Full data of 50 fields is stored in HBase. This is the classic ES +HBase combination solution, that is, indexes are isolated from data stores

We all know that HBase storage capacity under Hadoop system is massive, and according to its Rowkey query performance that is lightning fast, and ES multi-condition retrieval ability is very strong.

This solution makes full use of the advantages of ES and HBase while avoiding their disadvantages. It is a best practice to avoid the disadvantages.

The interaction between them is as follows: First, the USER searches for the Rowkey value that meets the filtering conditions in ES, and then uses the Rowkey value to query in HBase. The latter step takes almost no time, because HBase is good at this scenario.

The interaction diagram is as follows:

HBase search capability expansion

The image is from HBase Technical Community -HBase Application Practice Session -HBase for Solr

conclusion

Finally, several schemes are summarized as follows (Sharding Column is referred to as SC) :

–

A single sc

Multiple sc

sc+es

sc+es+HBase


Applicable scenario	A single	general	More extensive	A very wide range
Query timeliness	In a timely manner	In a timely manner	More timely	More timely
Storage capacity	general	general	larger	Huge amounts of
Code cost	A small	larger	general	general
Architectural complexity	simple	general	More difficult to	Very complicated

In a word, for massive data, and a certain amount of concurrent sub-database sub-table, by no means to introduce a sub-database sub-table middleware can solve the problem, but a systematic project. You need to analyze the entire table-related business and let the right middleware do what it does best.
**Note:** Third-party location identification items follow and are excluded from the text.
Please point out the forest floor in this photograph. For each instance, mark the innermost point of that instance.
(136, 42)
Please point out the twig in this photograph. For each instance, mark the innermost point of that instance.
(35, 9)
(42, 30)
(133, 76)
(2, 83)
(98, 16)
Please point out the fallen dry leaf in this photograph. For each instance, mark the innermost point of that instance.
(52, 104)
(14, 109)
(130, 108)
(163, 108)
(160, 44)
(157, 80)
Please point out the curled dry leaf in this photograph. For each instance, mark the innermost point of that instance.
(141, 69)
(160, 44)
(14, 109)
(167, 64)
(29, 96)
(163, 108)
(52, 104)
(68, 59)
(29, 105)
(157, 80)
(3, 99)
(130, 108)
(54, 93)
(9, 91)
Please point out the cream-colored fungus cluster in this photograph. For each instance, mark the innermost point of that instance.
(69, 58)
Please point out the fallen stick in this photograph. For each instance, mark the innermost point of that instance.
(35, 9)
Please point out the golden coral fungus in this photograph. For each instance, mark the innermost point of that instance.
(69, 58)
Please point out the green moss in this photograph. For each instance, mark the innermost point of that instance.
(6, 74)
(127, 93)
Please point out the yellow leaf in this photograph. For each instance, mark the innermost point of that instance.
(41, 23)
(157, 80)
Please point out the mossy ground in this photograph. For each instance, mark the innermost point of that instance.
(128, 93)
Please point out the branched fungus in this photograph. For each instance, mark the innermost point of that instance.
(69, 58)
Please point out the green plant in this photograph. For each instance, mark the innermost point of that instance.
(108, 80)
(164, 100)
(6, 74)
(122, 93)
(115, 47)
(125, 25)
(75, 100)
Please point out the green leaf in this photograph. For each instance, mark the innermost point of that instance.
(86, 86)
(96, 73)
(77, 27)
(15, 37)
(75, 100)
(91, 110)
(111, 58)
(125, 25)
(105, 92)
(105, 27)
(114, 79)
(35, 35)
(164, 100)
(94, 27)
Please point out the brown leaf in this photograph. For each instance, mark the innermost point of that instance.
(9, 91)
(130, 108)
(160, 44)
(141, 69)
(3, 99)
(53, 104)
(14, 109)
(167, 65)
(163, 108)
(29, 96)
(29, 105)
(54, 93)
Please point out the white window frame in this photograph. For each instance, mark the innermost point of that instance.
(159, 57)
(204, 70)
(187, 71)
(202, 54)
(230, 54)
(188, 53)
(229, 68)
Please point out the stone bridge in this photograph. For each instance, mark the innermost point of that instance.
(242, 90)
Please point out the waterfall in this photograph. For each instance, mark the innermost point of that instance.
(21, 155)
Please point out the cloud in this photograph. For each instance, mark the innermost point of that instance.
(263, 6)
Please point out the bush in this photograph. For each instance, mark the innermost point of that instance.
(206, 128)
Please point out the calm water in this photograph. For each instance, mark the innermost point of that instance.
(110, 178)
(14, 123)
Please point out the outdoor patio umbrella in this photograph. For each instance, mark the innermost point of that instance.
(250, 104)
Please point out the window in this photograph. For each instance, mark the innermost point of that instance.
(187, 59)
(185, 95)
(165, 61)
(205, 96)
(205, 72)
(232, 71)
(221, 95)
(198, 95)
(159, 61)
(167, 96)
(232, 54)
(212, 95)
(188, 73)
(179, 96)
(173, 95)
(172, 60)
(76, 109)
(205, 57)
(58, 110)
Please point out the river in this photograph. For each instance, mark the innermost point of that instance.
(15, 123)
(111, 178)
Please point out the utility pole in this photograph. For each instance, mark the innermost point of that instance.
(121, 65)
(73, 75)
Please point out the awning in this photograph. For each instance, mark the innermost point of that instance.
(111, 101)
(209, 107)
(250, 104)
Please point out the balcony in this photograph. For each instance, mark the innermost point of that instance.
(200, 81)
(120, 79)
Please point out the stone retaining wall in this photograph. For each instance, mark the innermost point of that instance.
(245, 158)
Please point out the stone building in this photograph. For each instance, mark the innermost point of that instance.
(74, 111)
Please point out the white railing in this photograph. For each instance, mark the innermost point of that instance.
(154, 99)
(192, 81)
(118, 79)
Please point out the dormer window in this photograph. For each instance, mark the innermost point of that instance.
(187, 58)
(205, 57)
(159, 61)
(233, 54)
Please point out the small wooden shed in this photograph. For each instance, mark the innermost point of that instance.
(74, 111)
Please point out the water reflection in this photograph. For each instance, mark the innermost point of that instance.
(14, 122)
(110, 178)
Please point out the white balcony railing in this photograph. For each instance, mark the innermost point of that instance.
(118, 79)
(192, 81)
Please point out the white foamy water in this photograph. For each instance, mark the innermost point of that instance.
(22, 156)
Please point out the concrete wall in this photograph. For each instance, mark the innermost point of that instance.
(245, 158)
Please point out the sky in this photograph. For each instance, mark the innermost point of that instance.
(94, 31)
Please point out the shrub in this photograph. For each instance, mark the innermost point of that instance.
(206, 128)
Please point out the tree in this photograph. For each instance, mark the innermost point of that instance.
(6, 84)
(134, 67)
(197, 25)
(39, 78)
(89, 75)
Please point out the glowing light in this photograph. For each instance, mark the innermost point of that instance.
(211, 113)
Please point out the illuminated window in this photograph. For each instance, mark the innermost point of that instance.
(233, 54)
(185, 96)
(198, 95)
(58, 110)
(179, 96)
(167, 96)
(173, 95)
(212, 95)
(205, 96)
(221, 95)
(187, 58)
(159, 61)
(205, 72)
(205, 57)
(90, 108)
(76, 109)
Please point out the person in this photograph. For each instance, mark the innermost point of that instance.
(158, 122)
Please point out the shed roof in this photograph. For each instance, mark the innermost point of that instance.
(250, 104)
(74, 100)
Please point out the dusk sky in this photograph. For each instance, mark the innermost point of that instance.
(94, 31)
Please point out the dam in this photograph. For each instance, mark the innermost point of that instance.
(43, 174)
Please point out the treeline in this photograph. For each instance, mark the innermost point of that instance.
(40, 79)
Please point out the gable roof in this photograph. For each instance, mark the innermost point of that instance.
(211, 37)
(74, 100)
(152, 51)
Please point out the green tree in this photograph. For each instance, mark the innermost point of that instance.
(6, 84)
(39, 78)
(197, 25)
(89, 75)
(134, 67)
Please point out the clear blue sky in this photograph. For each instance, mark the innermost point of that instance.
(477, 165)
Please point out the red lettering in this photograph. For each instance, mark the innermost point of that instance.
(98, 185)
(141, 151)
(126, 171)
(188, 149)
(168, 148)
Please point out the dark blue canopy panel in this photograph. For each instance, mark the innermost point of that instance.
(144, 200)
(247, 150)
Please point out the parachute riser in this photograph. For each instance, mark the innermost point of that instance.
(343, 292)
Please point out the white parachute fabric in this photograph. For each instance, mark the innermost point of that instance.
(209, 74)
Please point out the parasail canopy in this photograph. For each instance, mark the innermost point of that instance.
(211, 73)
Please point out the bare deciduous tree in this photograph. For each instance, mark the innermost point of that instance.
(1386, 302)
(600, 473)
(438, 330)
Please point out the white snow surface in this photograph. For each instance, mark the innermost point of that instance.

For example, if a sharding column query goes to the database table, some fuzzy queries go to ES, or multiple unfixed criteria are filtered, and massive storage goes to HBase.

After doing so many things, there will be a lot of work to do, such as the consistency of data synchronization, and after running for a period of time, the amount of data in some tables slowly reached the single-table bottleneck, this time also need to do cold data migration.

In a word, database and table is a very complex system engineering. Any massive data processing, is not simple things, ready to fight!

End

Author: Alfy’s blog

Source:

https://www.jianshu.com/p/f29e73b97794

The copyright of this article belongs to the author

Long press the qr code below to pay immediate attention to [Tanuki technology Nest]

Top technical experts from Alibaba, JD.com, Meituan and Bytedance are in charge

Create a “temperature” technology nest for IT people!